Social media platforms and applications have introduced a range of social commerce-focused functionalities over the past year or two. Instagram has shoppable posts and Pinterest ‘buy it’ buttons. However, despite the present realities of social commerce, a recent investigation by marketing media Adweek suggests that marketing experts believe it is still very much a nascent market. Experts at marketing agencies Fetch, SapientRazorfish and Quantcast interviewed by Adweek think that despite a number of successful social commerce case studies there is still some way to go before it becomes mainstream.
Two recent successful social commerce projects were Jordan Brands selling out a limited edition trainer through Snapchat and Allbirds also sold out a limited edition birthday collection of shoes through Instagram. However, the experts Adweek spoke to believe that at this point in the development of social commerce, as a sales rather than marketing platform, it is perhaps best suited to this kind of event based retail campaign.
Octavio Maron, executive creative director at mobile marketing agency Fetch, believes that there is still ‘friction’ for buyers as they go through steps when buying something inside most social medias. He thinks that outside of early adopters there is also still a learning curve for consumers to go through when it comes to social commerce. That’s a position backed up by Jason Goldberg, commerce and content practise Senior Vice President at SapientRazorfish. He comments that Snapchat’s social commerce platform is also more robust and better developed than those of other social media peers. For example, choosing between size and colour choices is ‘cleaner’ on Snap.

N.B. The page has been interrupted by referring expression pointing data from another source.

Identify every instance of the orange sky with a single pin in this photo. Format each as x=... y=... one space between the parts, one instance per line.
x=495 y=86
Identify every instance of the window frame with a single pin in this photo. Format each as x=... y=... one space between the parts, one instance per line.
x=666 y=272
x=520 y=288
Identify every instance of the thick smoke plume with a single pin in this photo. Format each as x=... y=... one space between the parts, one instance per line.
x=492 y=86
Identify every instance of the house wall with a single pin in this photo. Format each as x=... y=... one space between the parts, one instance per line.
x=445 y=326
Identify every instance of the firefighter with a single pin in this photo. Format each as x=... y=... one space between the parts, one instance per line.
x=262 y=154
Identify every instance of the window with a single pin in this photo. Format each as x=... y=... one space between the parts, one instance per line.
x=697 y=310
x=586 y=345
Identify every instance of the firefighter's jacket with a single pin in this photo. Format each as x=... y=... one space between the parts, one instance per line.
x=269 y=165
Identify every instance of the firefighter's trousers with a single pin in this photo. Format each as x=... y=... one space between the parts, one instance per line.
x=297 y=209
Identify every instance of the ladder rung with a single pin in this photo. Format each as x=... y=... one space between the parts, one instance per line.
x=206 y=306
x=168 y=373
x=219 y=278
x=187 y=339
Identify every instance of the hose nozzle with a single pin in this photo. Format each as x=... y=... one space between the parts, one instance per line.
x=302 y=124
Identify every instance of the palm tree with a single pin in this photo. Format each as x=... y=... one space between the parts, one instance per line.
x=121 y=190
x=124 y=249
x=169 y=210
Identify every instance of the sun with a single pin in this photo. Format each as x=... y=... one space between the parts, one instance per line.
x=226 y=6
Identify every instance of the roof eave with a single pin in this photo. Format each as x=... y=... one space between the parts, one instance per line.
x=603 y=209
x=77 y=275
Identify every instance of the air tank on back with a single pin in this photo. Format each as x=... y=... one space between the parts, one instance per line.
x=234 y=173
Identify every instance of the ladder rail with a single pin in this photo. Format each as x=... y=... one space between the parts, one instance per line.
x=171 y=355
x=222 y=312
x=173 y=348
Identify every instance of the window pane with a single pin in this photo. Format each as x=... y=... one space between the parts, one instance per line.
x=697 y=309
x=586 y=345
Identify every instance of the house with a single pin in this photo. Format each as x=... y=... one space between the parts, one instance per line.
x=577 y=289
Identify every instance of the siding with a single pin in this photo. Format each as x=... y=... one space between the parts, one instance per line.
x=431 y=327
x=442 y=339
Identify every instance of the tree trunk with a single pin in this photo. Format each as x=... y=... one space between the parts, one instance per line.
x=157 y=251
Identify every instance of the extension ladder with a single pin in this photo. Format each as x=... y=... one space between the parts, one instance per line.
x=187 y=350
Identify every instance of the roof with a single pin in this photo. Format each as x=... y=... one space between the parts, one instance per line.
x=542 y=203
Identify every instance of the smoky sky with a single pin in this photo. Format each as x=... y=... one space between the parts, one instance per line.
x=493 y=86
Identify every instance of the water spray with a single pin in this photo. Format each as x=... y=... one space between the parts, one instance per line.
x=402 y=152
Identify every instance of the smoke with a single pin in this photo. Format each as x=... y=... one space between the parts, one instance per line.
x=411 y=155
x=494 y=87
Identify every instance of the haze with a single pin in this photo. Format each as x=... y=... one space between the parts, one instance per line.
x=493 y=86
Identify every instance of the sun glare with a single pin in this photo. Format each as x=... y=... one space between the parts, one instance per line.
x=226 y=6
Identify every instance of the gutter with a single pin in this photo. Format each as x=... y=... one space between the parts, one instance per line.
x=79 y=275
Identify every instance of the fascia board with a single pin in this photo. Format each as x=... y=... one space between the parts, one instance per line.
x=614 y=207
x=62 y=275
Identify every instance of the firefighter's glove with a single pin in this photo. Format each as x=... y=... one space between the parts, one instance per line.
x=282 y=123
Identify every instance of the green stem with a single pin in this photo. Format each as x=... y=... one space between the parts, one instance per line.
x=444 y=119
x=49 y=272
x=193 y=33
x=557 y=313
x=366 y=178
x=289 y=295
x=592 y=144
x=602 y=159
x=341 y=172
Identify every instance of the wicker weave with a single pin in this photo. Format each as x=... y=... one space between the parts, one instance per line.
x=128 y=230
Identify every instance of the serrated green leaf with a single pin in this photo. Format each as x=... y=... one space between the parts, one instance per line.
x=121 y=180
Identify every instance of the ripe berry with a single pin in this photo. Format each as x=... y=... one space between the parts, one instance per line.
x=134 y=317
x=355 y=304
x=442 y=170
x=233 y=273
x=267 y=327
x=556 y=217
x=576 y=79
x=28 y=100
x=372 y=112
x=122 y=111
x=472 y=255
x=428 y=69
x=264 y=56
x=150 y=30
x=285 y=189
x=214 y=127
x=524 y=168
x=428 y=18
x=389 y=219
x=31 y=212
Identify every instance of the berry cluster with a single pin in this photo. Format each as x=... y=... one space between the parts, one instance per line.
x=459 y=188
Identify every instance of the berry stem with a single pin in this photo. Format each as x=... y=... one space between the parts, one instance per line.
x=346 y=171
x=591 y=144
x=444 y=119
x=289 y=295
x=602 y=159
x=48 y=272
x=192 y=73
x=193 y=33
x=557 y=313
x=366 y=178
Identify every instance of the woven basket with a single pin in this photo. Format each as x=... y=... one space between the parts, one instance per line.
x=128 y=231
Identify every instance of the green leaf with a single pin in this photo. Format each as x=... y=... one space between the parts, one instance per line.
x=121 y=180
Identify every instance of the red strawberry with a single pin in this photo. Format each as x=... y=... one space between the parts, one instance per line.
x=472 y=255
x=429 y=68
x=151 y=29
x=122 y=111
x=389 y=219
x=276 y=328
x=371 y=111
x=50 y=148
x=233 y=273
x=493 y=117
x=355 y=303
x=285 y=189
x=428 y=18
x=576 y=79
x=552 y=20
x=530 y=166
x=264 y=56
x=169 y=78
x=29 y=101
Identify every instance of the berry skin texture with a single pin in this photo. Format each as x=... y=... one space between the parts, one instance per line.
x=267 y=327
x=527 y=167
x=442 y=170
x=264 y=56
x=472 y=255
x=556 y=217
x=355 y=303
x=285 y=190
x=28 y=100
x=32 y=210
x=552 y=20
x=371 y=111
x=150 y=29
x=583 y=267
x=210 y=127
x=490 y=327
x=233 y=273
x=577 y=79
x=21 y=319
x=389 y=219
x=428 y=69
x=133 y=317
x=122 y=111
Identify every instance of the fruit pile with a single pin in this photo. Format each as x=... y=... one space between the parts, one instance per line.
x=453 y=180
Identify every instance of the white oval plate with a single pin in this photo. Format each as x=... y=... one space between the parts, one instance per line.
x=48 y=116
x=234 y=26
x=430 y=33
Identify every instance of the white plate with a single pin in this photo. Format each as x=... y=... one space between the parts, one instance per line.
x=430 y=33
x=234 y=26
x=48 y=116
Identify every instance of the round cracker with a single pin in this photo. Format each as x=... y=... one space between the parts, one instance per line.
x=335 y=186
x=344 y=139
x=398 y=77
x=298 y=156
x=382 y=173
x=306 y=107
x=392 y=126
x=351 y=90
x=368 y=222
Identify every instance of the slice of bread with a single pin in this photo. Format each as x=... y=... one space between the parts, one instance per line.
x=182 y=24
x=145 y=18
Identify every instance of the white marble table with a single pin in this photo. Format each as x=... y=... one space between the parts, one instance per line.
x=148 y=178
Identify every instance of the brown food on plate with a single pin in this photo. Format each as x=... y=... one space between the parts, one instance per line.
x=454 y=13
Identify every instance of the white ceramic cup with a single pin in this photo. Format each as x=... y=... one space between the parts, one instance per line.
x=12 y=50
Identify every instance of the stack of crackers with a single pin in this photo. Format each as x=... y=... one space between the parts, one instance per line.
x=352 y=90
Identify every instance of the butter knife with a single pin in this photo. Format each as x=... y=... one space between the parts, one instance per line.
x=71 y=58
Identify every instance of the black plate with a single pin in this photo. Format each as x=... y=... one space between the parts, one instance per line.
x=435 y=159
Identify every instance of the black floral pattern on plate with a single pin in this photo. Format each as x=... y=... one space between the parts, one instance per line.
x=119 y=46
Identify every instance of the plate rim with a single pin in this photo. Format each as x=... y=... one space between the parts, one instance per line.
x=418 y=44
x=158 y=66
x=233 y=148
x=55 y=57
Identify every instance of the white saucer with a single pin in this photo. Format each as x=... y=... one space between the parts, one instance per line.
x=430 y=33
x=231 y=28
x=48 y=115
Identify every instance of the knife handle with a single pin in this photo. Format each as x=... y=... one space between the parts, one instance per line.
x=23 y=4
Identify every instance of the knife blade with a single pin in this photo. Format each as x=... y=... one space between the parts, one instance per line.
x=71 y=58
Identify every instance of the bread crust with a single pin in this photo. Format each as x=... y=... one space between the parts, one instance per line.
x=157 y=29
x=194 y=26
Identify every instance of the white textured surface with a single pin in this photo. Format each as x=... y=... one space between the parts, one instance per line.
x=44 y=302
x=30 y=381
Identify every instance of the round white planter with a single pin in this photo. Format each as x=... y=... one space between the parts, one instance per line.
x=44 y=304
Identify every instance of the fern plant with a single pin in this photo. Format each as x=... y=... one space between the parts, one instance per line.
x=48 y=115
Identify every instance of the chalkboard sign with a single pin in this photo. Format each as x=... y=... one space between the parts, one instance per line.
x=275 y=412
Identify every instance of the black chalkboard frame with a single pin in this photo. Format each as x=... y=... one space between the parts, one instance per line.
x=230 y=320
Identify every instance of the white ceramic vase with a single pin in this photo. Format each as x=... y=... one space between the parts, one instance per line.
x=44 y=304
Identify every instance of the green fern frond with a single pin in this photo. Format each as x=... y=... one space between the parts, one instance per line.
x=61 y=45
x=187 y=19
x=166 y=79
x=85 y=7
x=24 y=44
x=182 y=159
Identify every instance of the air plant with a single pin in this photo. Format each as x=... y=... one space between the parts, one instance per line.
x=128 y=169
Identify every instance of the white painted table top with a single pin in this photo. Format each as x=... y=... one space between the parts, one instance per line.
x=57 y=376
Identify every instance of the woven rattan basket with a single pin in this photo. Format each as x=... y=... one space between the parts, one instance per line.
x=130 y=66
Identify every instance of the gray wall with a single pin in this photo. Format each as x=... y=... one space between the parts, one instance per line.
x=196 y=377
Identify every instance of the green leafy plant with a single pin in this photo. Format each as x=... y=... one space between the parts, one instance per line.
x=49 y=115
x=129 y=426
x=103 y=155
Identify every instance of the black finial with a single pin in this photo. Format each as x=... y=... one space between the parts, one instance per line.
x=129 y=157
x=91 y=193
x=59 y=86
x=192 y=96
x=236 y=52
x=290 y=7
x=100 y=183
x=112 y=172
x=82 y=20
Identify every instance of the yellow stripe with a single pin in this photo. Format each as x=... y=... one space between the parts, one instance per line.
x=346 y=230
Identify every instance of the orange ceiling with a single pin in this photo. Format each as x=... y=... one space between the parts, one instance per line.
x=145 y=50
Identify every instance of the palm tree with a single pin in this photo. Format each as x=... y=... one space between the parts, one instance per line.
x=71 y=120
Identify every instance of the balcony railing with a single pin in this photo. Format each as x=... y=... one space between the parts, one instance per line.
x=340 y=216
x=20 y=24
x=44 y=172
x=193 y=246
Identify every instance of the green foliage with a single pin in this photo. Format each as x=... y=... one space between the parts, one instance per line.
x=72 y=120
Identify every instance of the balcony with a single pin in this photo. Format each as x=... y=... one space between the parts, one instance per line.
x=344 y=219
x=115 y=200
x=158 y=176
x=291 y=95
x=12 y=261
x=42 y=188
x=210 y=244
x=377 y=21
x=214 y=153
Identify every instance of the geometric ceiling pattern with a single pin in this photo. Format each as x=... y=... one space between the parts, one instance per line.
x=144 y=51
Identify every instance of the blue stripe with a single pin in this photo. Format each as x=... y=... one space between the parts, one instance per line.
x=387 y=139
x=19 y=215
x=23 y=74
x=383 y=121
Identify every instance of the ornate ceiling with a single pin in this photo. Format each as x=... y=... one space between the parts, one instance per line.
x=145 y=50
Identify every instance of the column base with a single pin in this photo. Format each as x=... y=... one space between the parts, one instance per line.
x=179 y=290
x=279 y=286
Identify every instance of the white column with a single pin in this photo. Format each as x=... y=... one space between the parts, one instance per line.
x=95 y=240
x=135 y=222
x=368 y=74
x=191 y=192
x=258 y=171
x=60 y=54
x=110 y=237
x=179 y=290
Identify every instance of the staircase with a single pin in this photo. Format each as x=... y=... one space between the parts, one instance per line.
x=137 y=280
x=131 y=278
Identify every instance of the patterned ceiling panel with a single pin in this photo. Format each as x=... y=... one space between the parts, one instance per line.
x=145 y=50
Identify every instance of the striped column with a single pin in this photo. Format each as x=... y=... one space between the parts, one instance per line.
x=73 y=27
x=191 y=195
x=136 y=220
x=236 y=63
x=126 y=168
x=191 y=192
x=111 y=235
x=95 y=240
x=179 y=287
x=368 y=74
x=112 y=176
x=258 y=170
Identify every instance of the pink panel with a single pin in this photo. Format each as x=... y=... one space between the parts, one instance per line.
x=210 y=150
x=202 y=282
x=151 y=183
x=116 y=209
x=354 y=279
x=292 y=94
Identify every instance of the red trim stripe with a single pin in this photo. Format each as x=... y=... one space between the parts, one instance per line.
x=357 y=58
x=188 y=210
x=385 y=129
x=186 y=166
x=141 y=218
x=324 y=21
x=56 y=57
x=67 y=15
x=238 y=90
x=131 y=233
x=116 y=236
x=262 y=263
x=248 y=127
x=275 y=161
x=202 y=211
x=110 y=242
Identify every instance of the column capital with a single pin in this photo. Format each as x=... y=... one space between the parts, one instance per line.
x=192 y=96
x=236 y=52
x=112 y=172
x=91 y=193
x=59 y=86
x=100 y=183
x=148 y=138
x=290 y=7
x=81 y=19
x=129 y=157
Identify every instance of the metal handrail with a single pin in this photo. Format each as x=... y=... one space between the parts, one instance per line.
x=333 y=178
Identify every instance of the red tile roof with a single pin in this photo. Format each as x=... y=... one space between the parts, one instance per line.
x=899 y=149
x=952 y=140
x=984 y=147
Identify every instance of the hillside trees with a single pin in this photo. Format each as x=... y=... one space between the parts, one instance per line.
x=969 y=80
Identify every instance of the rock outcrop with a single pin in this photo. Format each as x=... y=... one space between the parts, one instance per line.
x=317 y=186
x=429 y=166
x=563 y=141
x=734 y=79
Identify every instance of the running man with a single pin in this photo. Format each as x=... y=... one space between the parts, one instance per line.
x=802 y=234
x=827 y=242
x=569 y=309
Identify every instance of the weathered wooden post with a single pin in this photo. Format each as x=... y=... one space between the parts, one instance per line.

Fetch’s strategy director Jonathan Liew thinks that at this moment social commerce is most effective as a ‘point of inspiration’ and in referral. He and Goldberg both feel that the technology integration is generally still slightly clumsy and chases customers off and onto the brand’s website.
The other drawback to social commerce from the point of view of marketing agencies and brands is data ownership and control of the customer experience. This lack of first party data ownership means Steven Wolfe Pereira, CMO of Quantcast, thinks it would be detrimental to brands to build their entire business within a social commerce platform.
While it can be expected that these issues will largely be resolved as social commerce matures, they indicate that it will most likely be another couple of years before the channel really goes mainstream.